Origin of Zheng

"guzheng" consists of two Chinese characters - "gu" and "zheng". When the instrument was first played 2500 years ago, it was known simply as "zheng". The character "gu", meaning ancient, was added much later to honor its antiquity.

So how did the zheng come about?

No one knows for sure, but theories abound.

(1) Evolved from the se

This theory holds that one time Huangdi (Yellow Emperor, 2878 – 2768 BC) was entertained with music played on the se by his courtesans. As he listened he became more and more saddened by the music. He finally couldn't bear to hear it anymore and ordered the instrument destroyed. The se was split in halves, each with 25 strings. Then during the Qin Dynasty (221 – 206 BC), two uncultured brothers fought over a se. They ended up splitting the instrument again. This gave rise to the zheng, with 12 strings.

(2) Adapted from the zhu

Zhu was an ancient percussion instrument made of bamboo and had 5 strings. There was historical account in the Eastern (Later) Han Dynasty (25 – 220 AD) that zheng was also made of bamboo and had 5 strings. Both instruments were cylindrical in shape with a narrow neck. Because of these similarities, some people theorize that zheng was adapted from zhu when the playing technique progressed from striking to plucking.

(3) Created by Mengtian

A history book in the Sui Dynasty (581 – 618 AD) stated that "zheng, 13 strings, so called sound of Qin, invented by Mengtian" . Mengtian was a general in the Qin Dynasty who was also credited with inventing the brush for Chinese calligraphy. There are doubts about this theory because Mengtian did not become famous until 221 BC and zheng was mentioned in Qin’s official records 16 years before that.

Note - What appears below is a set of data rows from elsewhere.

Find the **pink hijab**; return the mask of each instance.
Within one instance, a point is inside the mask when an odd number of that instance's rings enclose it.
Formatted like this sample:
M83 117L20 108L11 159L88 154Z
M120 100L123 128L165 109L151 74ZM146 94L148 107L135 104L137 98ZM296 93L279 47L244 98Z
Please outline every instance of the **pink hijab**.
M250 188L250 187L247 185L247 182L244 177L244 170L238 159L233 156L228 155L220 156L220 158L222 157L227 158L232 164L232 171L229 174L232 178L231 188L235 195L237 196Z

The likely scenario is that zheng started out as a bamboo instrument with 5 or less strings and became popular during the Warring States Period (475 – 221 BC). This theory appears plausible because the Chinese ideogram for "zheng" uses bamboo as its radical, and using the material it was made of as the radical was a common way of creating ideograms for Chinese musical instruments. Later on in the Qin Dynasty, it adopted the superior design of the se and increased to 12 strings to expand its tonal range and used a wooden box to achieve better resonance.